Is Gig Work Transforming the Labor Market?
The emergence of rideshare apps has not heralded a broader labor-market shift towards gig work & one-size-fits-all policy reforms may have unintended consequences on diverse set of independent workers
This morning, the Economic Innovation Group featured this essay, “Is Gig Work Transforming the Labor Market?” by economist Andy Garin on what the recent trends in the gig economy might imply for broader labor markets.
Some key takeaways:
While online platforms like Uber may be relatively new, freelance work and broader self-employment have been constant features in the American labor market for decades.
Drivers classified as contractors are not an invention of apps like Uber and Lyft—in many cities, taxi drivers had been classified as contractors for decades.
The piece explains how driving-based platforms primarily disrupted the taxi market by eliminating barriers to entry, which created winners (the millions of workers who now make occasional extra cash through app-based driving each year), and losers (full-time drivers, like taxi drivers often protected by taxi medallion regulations, who had to compete with a new pool of occasional drivers).
The debate on how big the independent workforce is stems from who we count as part of this workforce.
The share of full-time freelancers is smaller than the share of workers who have done any type of contract or self-employed work in the last year.
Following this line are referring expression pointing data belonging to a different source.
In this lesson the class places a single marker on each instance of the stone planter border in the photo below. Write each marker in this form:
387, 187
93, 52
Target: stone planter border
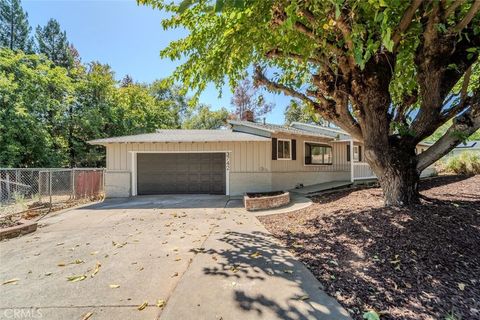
265, 202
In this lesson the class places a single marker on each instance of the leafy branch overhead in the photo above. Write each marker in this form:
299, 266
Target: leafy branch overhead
390, 72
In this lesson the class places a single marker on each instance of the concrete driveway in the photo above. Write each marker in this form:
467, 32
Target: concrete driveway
206, 258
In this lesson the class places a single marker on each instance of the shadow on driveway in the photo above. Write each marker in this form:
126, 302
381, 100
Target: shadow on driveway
184, 201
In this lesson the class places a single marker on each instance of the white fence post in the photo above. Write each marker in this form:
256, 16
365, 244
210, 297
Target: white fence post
73, 183
50, 186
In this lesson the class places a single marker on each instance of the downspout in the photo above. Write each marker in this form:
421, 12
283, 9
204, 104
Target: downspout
352, 167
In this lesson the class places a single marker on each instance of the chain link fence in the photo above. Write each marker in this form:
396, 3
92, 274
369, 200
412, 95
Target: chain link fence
22, 190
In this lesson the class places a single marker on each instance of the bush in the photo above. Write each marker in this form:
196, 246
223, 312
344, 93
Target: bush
463, 163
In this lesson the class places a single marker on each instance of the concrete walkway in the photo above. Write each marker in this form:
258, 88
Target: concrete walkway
317, 188
215, 263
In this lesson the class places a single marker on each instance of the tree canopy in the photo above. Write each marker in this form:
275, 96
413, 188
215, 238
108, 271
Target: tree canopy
14, 27
389, 72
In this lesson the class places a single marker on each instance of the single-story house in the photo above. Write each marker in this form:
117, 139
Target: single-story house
247, 157
468, 146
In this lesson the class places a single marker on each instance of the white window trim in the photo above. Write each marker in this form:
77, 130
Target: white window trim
290, 142
358, 153
319, 143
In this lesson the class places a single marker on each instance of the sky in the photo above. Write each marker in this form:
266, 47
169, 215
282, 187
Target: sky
129, 38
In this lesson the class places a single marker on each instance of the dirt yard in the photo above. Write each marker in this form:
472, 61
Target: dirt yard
417, 263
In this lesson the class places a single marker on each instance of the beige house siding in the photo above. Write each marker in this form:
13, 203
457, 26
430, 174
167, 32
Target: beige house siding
250, 163
251, 166
244, 156
287, 174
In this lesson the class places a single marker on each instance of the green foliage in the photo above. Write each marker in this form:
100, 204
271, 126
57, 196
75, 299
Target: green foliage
48, 112
52, 42
297, 111
248, 97
466, 163
33, 98
226, 37
14, 27
371, 315
443, 129
204, 118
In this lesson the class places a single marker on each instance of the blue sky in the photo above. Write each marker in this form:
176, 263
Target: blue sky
129, 38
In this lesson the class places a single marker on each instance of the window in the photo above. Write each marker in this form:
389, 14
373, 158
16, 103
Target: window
356, 153
284, 149
317, 154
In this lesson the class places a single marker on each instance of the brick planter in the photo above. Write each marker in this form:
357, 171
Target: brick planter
24, 227
254, 202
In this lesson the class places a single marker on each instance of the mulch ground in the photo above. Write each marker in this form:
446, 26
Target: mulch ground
421, 262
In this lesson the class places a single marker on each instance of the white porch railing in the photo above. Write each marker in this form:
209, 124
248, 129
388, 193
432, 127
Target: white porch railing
361, 170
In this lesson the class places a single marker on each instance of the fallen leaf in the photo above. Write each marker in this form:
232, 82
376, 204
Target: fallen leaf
97, 268
77, 278
371, 315
161, 303
87, 316
143, 306
14, 281
255, 255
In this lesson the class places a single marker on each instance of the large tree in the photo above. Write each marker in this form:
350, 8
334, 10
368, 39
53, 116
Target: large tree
389, 72
248, 97
202, 117
299, 111
14, 27
53, 43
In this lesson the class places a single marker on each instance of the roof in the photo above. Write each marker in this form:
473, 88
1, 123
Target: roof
274, 128
179, 135
336, 133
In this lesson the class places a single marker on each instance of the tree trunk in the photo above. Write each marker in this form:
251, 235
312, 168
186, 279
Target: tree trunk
400, 186
398, 176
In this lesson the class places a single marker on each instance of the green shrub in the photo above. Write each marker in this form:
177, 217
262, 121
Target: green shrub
463, 163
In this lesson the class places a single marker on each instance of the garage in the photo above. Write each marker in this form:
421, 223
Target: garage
181, 173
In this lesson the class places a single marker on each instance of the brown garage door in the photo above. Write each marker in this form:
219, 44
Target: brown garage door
168, 173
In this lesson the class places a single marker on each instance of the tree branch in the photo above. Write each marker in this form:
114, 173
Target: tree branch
277, 53
468, 17
453, 7
405, 22
261, 79
347, 35
407, 102
463, 126
463, 104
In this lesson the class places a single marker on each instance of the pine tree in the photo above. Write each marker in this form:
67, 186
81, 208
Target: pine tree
52, 42
14, 27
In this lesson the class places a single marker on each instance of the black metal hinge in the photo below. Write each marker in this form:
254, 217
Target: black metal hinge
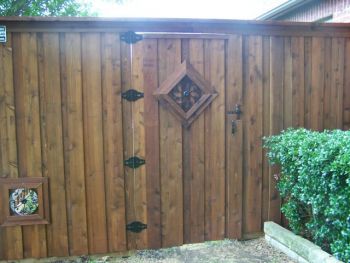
136, 226
132, 95
130, 37
134, 162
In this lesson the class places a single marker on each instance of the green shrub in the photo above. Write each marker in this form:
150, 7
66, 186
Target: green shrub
315, 185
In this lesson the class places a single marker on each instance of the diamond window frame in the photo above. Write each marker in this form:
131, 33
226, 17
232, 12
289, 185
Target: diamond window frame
164, 90
40, 185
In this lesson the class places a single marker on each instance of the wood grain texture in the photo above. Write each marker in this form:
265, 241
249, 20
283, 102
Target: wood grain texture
151, 119
253, 135
52, 141
215, 142
276, 117
113, 141
10, 237
93, 142
234, 141
28, 129
169, 54
193, 159
74, 168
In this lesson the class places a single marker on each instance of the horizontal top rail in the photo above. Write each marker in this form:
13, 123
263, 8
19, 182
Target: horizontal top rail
155, 25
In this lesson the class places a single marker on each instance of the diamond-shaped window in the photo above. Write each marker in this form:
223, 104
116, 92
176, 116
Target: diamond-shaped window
185, 93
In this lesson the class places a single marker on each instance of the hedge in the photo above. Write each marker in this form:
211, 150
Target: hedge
314, 184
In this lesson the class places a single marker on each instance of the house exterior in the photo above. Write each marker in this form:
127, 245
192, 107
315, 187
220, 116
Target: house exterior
310, 11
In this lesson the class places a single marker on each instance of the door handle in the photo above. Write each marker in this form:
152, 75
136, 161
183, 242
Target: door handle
237, 110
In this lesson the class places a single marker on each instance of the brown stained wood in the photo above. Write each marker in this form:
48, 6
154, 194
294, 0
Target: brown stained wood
298, 87
346, 91
28, 129
138, 179
193, 149
337, 83
317, 83
287, 85
308, 81
276, 117
169, 56
52, 141
234, 142
266, 130
151, 119
72, 105
253, 135
113, 141
215, 142
327, 122
93, 142
10, 237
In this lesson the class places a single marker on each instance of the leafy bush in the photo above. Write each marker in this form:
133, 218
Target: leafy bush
315, 185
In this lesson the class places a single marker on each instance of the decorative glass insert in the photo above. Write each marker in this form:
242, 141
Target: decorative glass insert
186, 93
23, 201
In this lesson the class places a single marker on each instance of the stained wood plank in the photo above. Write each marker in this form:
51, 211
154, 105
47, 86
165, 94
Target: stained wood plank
74, 169
150, 79
276, 116
193, 160
253, 131
215, 142
52, 141
28, 129
337, 83
234, 142
113, 141
298, 86
10, 237
346, 101
317, 83
137, 187
93, 142
169, 55
266, 129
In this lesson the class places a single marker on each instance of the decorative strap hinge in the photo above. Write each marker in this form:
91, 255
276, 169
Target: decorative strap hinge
130, 37
134, 162
132, 95
136, 226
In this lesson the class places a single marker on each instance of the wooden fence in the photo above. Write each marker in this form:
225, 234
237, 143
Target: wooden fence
62, 116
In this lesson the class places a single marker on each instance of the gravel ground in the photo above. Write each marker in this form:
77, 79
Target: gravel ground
252, 251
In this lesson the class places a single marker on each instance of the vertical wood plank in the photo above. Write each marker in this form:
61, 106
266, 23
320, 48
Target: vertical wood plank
52, 141
298, 92
72, 106
93, 142
308, 81
234, 142
138, 190
193, 155
276, 116
337, 83
266, 129
113, 142
169, 56
150, 79
317, 83
215, 142
253, 135
346, 100
10, 237
28, 129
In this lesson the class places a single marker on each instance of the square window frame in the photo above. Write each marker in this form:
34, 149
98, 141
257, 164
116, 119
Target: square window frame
40, 184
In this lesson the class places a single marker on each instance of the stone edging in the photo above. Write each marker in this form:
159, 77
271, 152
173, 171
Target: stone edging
296, 247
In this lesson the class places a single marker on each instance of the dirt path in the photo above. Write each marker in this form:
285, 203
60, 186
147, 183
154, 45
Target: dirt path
253, 251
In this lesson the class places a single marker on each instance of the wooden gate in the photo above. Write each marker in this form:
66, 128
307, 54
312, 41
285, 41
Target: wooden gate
135, 160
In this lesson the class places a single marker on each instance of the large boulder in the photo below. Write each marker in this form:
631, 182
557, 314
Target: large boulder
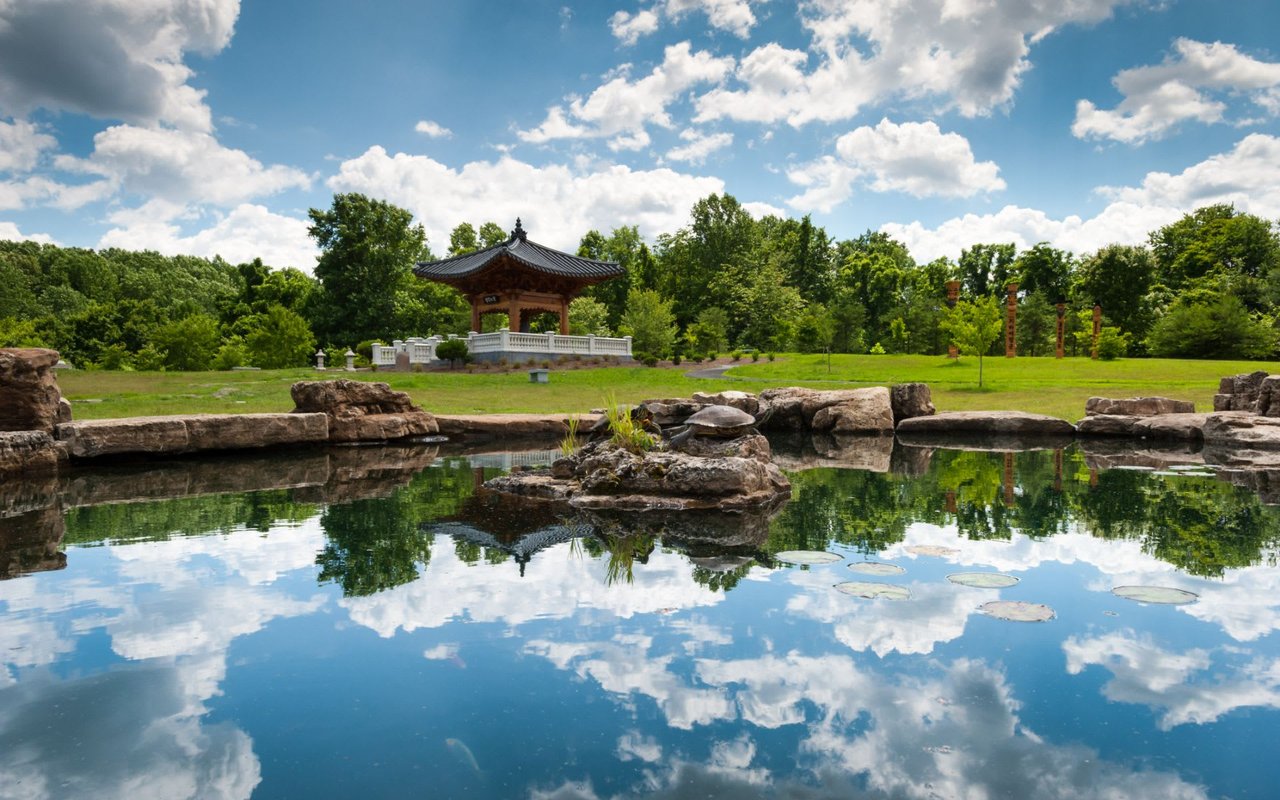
1137, 406
30, 398
1242, 430
602, 475
988, 423
856, 411
786, 407
912, 400
362, 411
28, 452
1239, 392
190, 434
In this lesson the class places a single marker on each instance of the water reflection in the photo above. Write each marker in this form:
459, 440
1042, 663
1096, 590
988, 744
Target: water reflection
369, 622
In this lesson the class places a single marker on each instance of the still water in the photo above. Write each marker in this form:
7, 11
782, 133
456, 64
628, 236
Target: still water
378, 629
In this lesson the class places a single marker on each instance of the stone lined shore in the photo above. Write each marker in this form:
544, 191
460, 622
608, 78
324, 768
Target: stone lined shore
39, 435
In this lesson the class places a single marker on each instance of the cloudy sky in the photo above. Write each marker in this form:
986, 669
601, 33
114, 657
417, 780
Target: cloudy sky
210, 127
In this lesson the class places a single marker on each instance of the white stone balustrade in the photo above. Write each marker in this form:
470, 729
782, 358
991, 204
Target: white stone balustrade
504, 343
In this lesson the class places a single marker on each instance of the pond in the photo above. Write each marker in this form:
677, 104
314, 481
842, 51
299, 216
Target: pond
369, 625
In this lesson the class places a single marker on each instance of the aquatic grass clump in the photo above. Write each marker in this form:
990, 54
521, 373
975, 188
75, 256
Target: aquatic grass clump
568, 444
625, 432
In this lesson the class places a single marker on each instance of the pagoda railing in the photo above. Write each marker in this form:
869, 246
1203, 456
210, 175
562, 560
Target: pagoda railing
502, 343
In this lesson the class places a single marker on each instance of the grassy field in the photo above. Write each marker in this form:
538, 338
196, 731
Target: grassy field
1042, 385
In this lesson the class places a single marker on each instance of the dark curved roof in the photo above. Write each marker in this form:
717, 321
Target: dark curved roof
530, 254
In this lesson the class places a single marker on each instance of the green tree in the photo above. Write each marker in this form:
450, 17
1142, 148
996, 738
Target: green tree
974, 327
1214, 327
588, 315
188, 344
368, 250
650, 323
279, 338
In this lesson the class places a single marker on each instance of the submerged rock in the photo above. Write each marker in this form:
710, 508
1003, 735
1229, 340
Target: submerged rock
735, 475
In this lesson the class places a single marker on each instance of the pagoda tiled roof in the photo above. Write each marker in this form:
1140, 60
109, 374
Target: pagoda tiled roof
533, 255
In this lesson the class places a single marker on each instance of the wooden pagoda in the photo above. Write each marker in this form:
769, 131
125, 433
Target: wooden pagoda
520, 278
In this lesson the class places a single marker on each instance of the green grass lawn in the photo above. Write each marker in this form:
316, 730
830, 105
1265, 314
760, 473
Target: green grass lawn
1042, 385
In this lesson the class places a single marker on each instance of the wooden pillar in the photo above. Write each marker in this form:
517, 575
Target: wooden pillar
1097, 329
1011, 325
952, 297
1009, 480
1061, 332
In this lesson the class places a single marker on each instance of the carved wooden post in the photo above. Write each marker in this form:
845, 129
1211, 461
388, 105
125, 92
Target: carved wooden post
1097, 329
952, 296
1011, 327
1061, 332
1009, 480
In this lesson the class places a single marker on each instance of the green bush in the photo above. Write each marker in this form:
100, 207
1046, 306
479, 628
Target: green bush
453, 351
1112, 343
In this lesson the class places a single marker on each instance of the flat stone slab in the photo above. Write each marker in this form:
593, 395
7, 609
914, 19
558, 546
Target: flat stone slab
987, 423
1137, 406
511, 425
1173, 426
191, 433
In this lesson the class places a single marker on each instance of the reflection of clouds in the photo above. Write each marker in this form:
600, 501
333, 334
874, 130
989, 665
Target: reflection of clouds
625, 667
955, 734
135, 731
935, 613
1148, 675
558, 585
1244, 603
132, 739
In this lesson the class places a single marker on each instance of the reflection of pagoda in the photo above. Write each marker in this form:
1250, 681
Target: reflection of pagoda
519, 529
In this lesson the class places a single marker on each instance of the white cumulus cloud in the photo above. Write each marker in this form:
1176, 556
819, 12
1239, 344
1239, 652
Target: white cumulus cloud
1247, 176
1159, 97
913, 158
961, 55
557, 202
432, 129
621, 109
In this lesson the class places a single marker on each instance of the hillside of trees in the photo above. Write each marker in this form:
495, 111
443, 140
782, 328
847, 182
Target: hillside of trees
1205, 287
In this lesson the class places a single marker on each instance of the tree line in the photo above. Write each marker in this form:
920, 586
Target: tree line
1206, 286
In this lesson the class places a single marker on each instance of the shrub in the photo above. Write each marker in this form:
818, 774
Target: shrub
1112, 343
453, 351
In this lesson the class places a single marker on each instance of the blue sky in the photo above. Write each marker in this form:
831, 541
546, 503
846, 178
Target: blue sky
211, 126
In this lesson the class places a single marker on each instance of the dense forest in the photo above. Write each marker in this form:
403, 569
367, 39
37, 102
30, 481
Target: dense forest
1205, 287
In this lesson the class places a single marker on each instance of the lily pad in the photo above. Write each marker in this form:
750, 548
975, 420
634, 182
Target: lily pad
932, 549
1018, 611
983, 580
808, 557
872, 590
1166, 595
874, 567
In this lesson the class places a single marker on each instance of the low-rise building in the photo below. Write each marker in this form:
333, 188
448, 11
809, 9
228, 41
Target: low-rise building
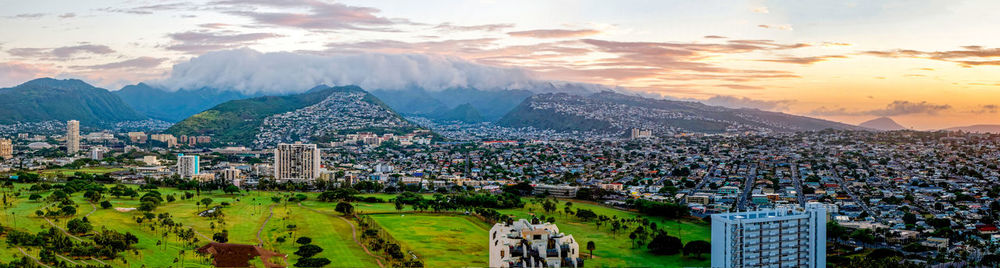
526, 244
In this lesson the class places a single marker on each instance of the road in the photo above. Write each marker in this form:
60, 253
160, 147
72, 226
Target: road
798, 184
747, 188
859, 201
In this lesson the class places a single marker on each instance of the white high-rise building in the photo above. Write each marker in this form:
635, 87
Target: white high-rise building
770, 238
6, 149
298, 162
72, 136
523, 244
187, 166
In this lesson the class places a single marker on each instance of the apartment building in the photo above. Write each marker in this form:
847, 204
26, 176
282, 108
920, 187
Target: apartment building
770, 238
6, 149
72, 137
187, 166
526, 244
297, 162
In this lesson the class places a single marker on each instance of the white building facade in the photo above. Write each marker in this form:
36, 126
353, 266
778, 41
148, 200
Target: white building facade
72, 137
296, 162
187, 166
523, 244
770, 238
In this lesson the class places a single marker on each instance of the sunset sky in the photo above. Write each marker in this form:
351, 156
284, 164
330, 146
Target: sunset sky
926, 64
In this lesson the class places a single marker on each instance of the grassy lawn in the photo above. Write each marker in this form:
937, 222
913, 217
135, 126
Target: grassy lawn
442, 240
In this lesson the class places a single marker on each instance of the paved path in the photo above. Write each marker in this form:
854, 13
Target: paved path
260, 242
99, 261
64, 230
32, 257
354, 234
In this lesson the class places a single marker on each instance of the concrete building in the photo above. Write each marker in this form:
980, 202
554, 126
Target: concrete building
523, 244
96, 153
6, 149
297, 162
561, 191
72, 137
770, 238
187, 166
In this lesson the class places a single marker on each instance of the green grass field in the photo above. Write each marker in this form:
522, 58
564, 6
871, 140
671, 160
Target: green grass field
441, 240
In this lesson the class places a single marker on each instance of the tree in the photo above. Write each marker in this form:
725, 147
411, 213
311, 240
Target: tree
306, 251
206, 201
345, 208
78, 226
69, 210
697, 248
664, 244
221, 237
591, 247
312, 262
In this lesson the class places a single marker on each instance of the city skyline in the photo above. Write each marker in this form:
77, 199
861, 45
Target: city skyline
927, 65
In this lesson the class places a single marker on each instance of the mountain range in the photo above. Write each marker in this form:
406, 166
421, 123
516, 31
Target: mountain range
46, 99
309, 116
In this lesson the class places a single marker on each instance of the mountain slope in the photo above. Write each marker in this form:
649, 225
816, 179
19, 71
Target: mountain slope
610, 112
47, 99
490, 104
174, 106
265, 121
882, 123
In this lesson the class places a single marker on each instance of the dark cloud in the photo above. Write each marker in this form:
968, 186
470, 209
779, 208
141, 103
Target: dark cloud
968, 56
60, 52
320, 15
554, 33
804, 60
447, 26
744, 102
197, 42
895, 108
148, 9
140, 62
65, 52
987, 109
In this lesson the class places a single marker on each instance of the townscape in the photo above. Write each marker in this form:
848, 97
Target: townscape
502, 134
919, 194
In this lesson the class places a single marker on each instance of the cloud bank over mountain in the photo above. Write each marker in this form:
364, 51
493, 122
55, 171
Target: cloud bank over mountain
254, 72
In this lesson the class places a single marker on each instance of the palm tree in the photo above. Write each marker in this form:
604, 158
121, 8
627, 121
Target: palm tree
591, 247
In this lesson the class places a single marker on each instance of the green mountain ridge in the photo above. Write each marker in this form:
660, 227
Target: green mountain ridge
47, 99
240, 121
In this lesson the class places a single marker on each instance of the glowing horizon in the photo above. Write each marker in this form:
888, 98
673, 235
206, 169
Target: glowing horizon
927, 65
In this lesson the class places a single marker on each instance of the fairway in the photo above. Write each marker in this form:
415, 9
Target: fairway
441, 240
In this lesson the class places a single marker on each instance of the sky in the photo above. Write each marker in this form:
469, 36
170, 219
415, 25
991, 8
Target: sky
926, 64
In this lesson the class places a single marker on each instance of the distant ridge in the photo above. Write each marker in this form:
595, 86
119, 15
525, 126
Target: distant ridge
47, 99
977, 129
611, 112
882, 123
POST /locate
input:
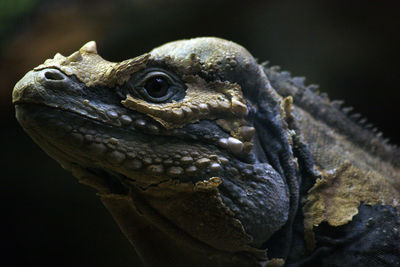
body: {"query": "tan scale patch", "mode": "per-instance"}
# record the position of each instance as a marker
(335, 198)
(202, 101)
(92, 69)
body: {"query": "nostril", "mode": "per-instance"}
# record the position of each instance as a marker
(53, 75)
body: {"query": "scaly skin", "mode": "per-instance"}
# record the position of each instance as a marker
(206, 158)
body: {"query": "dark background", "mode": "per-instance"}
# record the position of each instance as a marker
(349, 48)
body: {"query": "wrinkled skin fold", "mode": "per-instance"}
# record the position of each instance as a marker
(197, 157)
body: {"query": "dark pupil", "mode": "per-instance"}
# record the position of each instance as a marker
(156, 86)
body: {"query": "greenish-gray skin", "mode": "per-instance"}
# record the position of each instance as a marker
(206, 158)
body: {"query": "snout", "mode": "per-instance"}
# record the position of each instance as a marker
(35, 86)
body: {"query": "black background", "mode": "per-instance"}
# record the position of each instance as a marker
(349, 48)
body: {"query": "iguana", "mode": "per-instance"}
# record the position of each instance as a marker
(206, 158)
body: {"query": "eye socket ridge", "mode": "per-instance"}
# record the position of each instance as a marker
(158, 86)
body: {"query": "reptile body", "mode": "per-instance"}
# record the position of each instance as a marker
(206, 158)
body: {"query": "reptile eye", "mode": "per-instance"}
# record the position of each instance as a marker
(157, 86)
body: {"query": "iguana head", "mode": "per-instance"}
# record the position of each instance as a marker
(192, 129)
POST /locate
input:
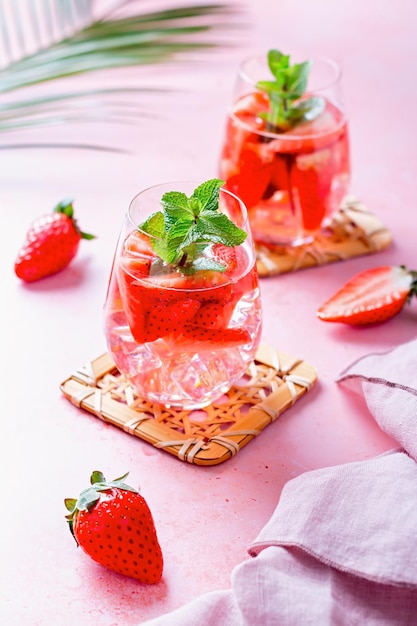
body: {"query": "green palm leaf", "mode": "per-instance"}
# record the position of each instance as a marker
(99, 44)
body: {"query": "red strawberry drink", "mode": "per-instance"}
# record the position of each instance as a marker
(183, 313)
(286, 147)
I’ve highlighted this point in my paper for AEI on “Understanding Non-Traditional Work Arrangements.” The table below (on page 6 in my AEI piece) shows the vastly different estimates we get across different data sources and how “independent worker” is measured in that data.
The number of workers with payments from app-based platforms rose dramatically beginning in 2014, but the rise has been entirely driven by driving-based platforms (e.g. ridesharing, delivery).
Most of these app-based drivers treat their jobs as merely “gigs.” They have full-time employment elsewhere and are supplemental earners, or only work intermittently on platforms, etc.
This is one of the most common myths about the gig economy. I also highlighted this point in my testimony to the Massachusetts Legislature.
The emergence of rideshare apps has not heralded a broader labor-market shift towards gig work—it is the only such shift.
The independent workforce is diverse. One-size-fits-all policy reforms may have unintended consequences on a highly diverse freelance and gig workforce.
The Bottom Line:
“Freelance and gig work are fairly widespread, but nothing new. While apps have upended the market for driving work, their rise is a red herring, not the herald of a broader shift in the nature of work. As a result, debates over ABC laws and other reforms to independent contractor standards likely focus too much on ride-hailing specifically—a job largely done by contractors even before the rise of the apps—and too little on the wide array of less-visible jobs that most low-end contractors have done for decades. Well-designed reforms should protect vulnerable workers who do most of their work full-time for a single firm, while maintaining the ability of high-end professionals to work freely as freelancers.”